There are a couple of reasons for my absence, though they might just be excuses but still, I would like to believe that they are valid excuses. One of them which is really the worst is that I have become demotivated to write. I used to believe that I have a way with words and my hands are the medium of art but I came to understand that I might be flying over polluted clouds. My words, well they haven’t generated many readers and followers and I guess they aren’t really worthy of much praise so I just went silent. The other reason is life. Life is a beautiful trauma for us to live and wait for the light to reach our eyes.
I do have a lot to write and talk about but at the same time, I have nothing to say worthy enough for someone to read. This post is just an explanation post for a friend whom I really respect and I owe this much at least.
All I wish to say is that I do will to write but then again, I wonder, is it worth it to type down my words in front of the world who sees no charm in them? Should I really paint my thoughts over such canvases or should I just go back to my silence? I really don’t have a clue about that. I might start writing once again if this post gets even 10 views or few comments because they will prove to me that I am heard and people do like hearing from me or who am I kidding with this?
So, basically, I have nothing more to say upon why I have stopped.
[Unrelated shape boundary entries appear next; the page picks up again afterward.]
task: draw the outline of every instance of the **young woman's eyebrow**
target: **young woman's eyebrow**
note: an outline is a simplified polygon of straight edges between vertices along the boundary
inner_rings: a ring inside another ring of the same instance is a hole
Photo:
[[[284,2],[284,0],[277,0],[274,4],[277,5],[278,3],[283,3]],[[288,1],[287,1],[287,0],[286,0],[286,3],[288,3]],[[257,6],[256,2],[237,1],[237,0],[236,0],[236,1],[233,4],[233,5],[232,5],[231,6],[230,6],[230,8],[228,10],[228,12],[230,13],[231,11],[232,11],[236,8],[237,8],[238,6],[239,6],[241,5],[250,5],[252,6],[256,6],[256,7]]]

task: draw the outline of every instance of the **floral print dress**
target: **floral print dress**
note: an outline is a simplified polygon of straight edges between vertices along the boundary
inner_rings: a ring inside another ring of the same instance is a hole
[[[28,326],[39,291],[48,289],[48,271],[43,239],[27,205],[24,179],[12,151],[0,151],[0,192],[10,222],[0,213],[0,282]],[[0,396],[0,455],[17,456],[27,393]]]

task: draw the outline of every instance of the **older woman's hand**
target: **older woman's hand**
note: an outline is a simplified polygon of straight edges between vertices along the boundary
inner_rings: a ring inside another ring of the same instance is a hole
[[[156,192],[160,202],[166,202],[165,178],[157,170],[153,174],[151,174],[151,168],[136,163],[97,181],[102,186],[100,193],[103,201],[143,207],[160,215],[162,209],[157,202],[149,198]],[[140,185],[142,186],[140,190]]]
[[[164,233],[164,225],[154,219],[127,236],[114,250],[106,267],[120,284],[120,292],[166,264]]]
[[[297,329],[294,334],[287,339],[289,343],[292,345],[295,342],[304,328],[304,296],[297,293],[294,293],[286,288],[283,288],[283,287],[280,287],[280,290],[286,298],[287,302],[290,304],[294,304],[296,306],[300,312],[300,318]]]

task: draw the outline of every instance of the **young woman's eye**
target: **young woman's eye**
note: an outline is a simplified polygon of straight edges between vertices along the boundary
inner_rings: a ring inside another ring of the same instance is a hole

Or maybe I do, but then again it is better to be left chained in my brain rather than inked down on this blog. But I can say, I still love to write and am passionate about this art. Even while writing this post, which basically is just a random vent, I am enjoying the music my fingers are making when they press the keys on the keyboard. Writing is and I believe will always be a part of who I am and that will never die but the fact remains that would I let it out publicly or not? I don’t know but who knows, we never know what life has stored for us in the upcoming moments. We just have to live it the best way we can.